I followed a great tutorial on deploying a TensorFlow model using TF-Lite and everything works. However, when I try to use my own model (converted from saved keras model) I get the following error when calling the allocate_tensors() method:

---------------------------------------------------------------------------
RuntimeError                              Traceback (most recent call last)
<ipython-input-73-6b4d64de8090> in <module>
      1 #interpreter = tflite.Interpreter(model_path='model.tflite')
      2 interpreter = tflite.Interpreter(model_path=lite_model_location)
----> 3 interpreter.allocate_tensors()

~/pyenv/srcnn/lib/python3.6/site-packages/tflite_runtime/interpreter.py in allocate_tensors(self)
    257   def allocate_tensors(self):
    258     self._ensure_safe()
--> 259     return self._interpreter.AllocateTensors()
    260 
    261   def _safe_to_run(self):

RuntimeError: external/org_tensorflow/tensorflow/lite/core/subgraph.cc BytesRequired number of elements overflowed.
Node number 0 (CONV_2D) failed to prepare.

I believe it has to do with the way I've converted my model, but none of the options described in the tf.lite.TFLiteConverter are helping.

The tflite model I'm trying to load can be found here, which is a converted version of the saved keras model found here.

The model from the tutorial works without issue. I've noticed differences in the input details between the tflite versions of these models. For example, the tutorial model (working):

{'name': 'input',
 'index': 88, 
 'shape': array([  1, 224, 224,   3], dtype=int32),
 'shape_signature': array([  1, 224, 224,   3], dtype=int32),
 'dtype': <class 'numpy.uint8'>, 
 'quantization': (0.0078125, 128), 
 'quantization_parameters': {'scales': array([0.0078125], dtype=float32),
 'zero_points': array([128], dtype=int32),
 'quantized_dimension': 0},
 'sparsity_parameters': {}}

While the input details for my non-working tflite model are:

{'name': 'input_1',
 'index': 0,
 'shape': array([1, 1, 1, 3], dtype=int32),
 'shape_signature': array([-1, -1, -1,  3], dtype=int32),
 'dtype': <class 'numpy.float32'>,
 'quantization': (0.0, 0),
 'quantization_parameters': {'scales': array([], dtype=float32),
 'zero_points': array([], dtype=int32),
 'quantized_dimension': 0}, 
 'sparsity_parameters': {}}

Could it be something with the conversion? The model worked fine in development using keras, and should be able to accept inputs of variable x- and y-dimensions (image sizes). I don't think dtypes are the issues here since uint8 and float32 should both be supported according to the documentation.

Solution

Ok, pretty easy fix it turns out.
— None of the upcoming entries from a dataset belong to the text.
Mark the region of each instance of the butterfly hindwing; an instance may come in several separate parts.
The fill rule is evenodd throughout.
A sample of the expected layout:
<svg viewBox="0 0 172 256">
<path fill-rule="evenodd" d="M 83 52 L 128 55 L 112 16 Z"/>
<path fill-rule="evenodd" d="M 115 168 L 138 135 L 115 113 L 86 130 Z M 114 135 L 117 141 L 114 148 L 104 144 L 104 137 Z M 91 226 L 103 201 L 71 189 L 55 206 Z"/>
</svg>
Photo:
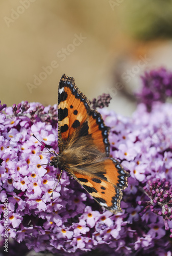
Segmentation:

When using a CNN with unknown input dimensions (i.e. -1 in the shape_signature here, caused by setting -1 in the input layer) the unknown dimensions in the input tensor are set to 1. To get the model to allocate properly when using a model like this, you have to do 2 things:

Manually set the shape of the input tensor to be the shape of the input data, e.g. interpreter.resize_tensor_input(0, [1, input_shape[0], input_shape[1], 3], strict=True).
Manually set the dtype of the input data to match that of the model's input layer, seen in the 'dtype' entry in the input details.

It seems this is done automatically in regular TensorFlow, but the model must be prepared like this in the Lite version.

Edit: Regarding setting the dtype of the input data, this is done in the casting to numpy.array after it is imported from an image format, before calling allocate_tensors(). You can see the difference between the TF implementation (line 332) and the TFLite implmentation (line 77).